Il dénonce une censure rampante. « La liberté d'expression ne se heurte pas qu'aux murs de la prison. Elle se heurte aussi à la meute. » Une meute qui impose ses limites. Retailleau abonde : « La gauche a gagné le combat culturel. Elle définit ce qui est respectable. » Mais il voit une lueur. « Les réseaux sociaux et certains médias comme Le Figaro offrent une diversité nouvelle. »
L'écrivain a changé d'éditeur. De Gallimard à Grasset. Non par censure, mais par « une affaire personnelle avec Antoine Gallimard ». Il tient à le préciser : « Je n'ai subi aucune pression. » Mais le geste est symbolique. Grasset appartient à Vincent Bolloré, la « bolosphère » tant décriée. « Les écrivains restent libres », assure Sansal. Un message clair.
Retailleau candidat : « Il faut un bras de fer »

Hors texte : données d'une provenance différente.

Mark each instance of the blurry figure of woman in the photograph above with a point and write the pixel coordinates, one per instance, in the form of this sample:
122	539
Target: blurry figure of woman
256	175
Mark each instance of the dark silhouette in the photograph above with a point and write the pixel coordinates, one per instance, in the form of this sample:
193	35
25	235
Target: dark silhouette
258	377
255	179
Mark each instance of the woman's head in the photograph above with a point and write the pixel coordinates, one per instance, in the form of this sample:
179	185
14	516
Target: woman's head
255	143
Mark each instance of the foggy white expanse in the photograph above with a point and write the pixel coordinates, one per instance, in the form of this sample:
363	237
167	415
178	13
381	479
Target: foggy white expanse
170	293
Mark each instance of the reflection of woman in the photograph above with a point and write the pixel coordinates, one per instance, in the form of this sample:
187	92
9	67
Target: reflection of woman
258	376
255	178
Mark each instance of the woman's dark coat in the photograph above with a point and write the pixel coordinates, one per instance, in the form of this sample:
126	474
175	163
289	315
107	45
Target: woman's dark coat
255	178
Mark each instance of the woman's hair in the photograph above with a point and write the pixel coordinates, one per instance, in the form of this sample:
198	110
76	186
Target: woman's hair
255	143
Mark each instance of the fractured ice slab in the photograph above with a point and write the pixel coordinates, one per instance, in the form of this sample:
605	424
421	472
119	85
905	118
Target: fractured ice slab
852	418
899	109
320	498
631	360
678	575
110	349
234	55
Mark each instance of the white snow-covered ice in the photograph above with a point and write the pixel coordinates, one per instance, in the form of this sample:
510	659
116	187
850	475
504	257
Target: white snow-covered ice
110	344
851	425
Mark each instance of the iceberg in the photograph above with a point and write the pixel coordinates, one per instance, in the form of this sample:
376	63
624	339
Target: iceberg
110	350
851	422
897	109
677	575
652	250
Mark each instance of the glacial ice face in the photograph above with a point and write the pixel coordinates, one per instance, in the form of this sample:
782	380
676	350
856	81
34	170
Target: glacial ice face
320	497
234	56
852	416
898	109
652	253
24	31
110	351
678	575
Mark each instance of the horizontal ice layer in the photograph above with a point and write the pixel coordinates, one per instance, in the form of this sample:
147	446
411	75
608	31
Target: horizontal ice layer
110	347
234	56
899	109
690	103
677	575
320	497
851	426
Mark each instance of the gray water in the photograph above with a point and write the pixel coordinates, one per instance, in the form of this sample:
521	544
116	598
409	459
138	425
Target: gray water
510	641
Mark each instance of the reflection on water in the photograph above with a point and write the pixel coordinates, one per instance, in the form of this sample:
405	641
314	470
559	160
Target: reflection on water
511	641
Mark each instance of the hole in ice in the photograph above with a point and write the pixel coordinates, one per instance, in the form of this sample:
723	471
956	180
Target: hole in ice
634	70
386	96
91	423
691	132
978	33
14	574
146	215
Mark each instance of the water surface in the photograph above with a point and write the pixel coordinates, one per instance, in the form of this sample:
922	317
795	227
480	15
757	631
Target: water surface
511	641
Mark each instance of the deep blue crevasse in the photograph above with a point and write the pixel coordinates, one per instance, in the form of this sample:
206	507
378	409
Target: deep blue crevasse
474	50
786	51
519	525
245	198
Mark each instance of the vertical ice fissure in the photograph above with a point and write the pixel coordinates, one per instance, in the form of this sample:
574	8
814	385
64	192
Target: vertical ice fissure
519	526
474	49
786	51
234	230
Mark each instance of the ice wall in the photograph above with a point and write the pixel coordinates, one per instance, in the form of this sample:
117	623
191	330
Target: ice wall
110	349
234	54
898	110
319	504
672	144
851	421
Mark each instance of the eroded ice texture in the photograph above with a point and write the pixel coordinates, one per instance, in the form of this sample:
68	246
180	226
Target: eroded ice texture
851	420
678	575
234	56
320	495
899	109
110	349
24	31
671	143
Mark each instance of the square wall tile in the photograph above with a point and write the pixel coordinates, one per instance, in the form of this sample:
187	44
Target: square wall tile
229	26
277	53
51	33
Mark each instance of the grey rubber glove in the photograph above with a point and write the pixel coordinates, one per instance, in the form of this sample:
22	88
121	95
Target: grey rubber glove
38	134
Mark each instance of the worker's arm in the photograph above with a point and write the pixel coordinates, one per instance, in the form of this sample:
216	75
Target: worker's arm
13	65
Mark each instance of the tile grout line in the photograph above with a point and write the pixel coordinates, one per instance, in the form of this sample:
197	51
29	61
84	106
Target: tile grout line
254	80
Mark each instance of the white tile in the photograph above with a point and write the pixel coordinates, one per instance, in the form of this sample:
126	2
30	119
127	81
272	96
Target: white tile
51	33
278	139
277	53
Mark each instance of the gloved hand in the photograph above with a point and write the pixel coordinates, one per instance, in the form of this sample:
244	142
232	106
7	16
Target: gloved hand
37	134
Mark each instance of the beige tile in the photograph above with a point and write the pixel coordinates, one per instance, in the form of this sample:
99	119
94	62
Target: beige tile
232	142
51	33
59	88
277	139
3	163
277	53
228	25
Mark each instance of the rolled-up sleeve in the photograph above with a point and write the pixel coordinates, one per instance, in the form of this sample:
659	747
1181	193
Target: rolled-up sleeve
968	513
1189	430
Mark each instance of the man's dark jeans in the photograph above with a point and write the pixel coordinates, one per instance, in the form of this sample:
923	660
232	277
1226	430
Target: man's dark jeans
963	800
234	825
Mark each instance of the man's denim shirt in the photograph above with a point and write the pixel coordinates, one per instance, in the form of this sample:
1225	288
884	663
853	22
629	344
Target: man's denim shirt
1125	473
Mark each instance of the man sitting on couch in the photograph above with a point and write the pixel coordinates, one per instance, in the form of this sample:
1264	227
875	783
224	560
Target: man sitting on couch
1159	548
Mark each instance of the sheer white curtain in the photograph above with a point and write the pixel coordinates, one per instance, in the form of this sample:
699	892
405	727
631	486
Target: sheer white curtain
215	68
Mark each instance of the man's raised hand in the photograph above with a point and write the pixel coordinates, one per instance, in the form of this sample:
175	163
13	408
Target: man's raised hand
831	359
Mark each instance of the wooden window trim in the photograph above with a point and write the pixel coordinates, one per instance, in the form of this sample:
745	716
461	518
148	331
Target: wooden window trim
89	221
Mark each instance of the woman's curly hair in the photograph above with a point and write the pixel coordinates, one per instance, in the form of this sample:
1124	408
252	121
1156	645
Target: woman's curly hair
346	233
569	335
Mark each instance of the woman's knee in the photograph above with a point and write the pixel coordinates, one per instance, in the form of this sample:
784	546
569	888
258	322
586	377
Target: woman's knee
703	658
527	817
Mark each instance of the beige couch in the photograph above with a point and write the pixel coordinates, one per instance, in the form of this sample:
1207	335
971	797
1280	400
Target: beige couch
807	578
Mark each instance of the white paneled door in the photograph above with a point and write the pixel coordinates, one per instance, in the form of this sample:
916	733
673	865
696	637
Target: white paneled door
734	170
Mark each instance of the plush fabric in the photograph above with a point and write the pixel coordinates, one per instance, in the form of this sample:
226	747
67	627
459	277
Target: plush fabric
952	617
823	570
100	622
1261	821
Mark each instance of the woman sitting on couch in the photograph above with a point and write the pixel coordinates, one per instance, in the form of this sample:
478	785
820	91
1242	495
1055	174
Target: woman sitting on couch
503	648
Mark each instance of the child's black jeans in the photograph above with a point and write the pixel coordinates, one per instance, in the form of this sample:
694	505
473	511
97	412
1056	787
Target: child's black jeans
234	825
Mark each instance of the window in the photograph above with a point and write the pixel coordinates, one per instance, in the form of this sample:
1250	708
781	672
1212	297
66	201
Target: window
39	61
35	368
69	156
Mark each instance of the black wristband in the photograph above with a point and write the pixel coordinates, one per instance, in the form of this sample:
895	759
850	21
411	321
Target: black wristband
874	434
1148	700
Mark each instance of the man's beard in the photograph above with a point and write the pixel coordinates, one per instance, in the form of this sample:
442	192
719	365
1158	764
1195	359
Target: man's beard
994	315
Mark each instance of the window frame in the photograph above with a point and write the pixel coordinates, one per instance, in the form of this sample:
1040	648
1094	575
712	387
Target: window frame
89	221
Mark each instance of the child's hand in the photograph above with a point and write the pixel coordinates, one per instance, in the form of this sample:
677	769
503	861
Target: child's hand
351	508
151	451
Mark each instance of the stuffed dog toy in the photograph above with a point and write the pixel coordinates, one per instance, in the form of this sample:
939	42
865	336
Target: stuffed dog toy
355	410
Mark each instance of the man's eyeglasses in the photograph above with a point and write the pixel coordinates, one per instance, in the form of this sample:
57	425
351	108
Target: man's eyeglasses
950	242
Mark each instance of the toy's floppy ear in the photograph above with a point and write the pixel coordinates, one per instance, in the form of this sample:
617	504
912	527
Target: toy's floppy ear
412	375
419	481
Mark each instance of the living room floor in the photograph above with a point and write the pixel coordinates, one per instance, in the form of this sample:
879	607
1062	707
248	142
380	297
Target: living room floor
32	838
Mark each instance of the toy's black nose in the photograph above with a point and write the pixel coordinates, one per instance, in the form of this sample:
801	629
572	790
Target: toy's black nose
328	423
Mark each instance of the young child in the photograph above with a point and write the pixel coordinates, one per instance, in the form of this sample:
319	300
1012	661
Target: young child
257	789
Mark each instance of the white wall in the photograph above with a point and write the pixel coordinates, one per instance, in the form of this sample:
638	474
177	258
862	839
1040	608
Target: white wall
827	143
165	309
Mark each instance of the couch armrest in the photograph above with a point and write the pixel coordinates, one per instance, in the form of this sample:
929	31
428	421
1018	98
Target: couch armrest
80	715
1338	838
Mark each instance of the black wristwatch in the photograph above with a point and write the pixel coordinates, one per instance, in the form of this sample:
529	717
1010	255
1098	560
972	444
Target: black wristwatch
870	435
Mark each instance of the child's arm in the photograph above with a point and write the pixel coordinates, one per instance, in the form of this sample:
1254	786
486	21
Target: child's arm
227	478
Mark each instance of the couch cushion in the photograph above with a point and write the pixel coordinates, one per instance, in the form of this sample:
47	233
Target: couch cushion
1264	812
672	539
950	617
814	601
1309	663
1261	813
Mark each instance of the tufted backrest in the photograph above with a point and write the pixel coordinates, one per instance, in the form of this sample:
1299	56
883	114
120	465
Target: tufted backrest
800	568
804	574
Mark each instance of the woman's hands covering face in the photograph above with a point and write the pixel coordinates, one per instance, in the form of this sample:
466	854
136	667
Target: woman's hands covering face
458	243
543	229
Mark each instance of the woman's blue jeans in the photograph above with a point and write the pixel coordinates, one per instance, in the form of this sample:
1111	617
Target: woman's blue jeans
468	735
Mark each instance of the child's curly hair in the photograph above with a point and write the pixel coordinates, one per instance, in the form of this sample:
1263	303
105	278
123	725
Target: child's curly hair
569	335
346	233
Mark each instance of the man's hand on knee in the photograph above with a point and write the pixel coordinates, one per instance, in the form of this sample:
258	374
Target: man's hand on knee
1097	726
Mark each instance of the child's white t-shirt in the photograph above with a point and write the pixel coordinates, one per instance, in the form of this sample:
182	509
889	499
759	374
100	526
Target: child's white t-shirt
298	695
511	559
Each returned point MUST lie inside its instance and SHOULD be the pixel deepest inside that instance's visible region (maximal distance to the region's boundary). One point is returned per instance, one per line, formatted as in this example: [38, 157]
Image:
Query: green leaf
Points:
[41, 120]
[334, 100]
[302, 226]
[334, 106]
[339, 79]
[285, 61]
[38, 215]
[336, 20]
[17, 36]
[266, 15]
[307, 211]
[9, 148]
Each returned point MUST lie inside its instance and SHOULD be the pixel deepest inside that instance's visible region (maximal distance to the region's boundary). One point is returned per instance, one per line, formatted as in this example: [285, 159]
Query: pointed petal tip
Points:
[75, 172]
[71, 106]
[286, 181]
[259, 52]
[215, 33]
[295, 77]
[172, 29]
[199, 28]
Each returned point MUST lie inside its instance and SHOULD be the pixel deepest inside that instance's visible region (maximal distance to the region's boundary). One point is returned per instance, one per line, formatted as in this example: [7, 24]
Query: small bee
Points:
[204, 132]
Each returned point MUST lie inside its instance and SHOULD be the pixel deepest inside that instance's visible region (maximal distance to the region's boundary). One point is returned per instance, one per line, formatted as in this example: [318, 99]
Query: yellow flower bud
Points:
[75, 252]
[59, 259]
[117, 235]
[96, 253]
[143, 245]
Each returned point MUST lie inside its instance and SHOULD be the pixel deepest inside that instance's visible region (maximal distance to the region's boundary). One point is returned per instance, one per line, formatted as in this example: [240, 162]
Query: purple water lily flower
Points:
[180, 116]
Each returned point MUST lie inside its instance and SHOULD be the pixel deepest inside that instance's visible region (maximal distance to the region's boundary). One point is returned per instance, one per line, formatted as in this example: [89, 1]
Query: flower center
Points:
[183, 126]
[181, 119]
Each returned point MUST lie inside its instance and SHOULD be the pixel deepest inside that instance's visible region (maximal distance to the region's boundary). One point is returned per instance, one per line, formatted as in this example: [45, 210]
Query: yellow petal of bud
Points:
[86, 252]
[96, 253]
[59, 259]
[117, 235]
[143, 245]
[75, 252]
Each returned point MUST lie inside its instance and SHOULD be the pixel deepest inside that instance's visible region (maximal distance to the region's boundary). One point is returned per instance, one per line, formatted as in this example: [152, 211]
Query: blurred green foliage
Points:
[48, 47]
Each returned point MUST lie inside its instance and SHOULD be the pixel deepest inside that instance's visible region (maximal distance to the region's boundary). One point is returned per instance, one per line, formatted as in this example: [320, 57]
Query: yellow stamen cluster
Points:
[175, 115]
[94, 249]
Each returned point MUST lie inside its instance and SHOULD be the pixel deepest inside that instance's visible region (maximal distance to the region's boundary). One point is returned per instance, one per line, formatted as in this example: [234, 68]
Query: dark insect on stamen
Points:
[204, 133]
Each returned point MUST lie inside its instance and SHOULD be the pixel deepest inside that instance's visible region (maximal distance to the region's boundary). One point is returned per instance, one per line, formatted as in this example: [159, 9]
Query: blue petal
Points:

Bruno Retailleau est désormais candidat à la présidentielle. Il fait de la souveraineté et de la fermeté face à l'Algérie un étendard. « Le pouvoir actuel rechigne. » Il promet un moratoire sur les visas. « 200 000 visas par an, c'est intenable. » Il veut utiliser le règlement retour européen pour créer des centres de retour en Afrique. « On aura plusieurs fers au feu. »
Il appelle à une rupture. « Il faut un bras de fer. » La France est une grande puissance nucléaire. « Si elle dit non, ça s'entend. » Encore faut-il la volonté politique. « Tebboune, dans sa folie, crée une alerte générale. Il nous insulte matin et soir. » La réponse doit être à la hauteur.
Sansal, lui, ne demande qu'une chose : que la France reste fidèle à elle-même. « La France est le pays de Voltaire. » Il espère qu'elle ne deviendra pas une « démocratie de moins en moins libérale ». Le combat pour la liberté d'expression est universel. Et il commence à Paris, pas seulement à Alger.
Sources
- Le Figaro — émission Esprit libre du 5 juin 2026.
- Boualem Sansal, La Légende, éditions Grasset, 2026.
- Déclarations publiques de Bruno Retailleau lors de l'émission.
- Rapport interne sur la menace des Frères musulmans en France (cité par Retailleau).
- Lettre d'Emmanuel Macron à François Bayrou du 6 août 2025 (mentionnée dans le transcript).
- Enquête du Dossier, épisode 8 : « Bruno Retailleau 2027 : Le moratoire choc et les trahisons de la droite ».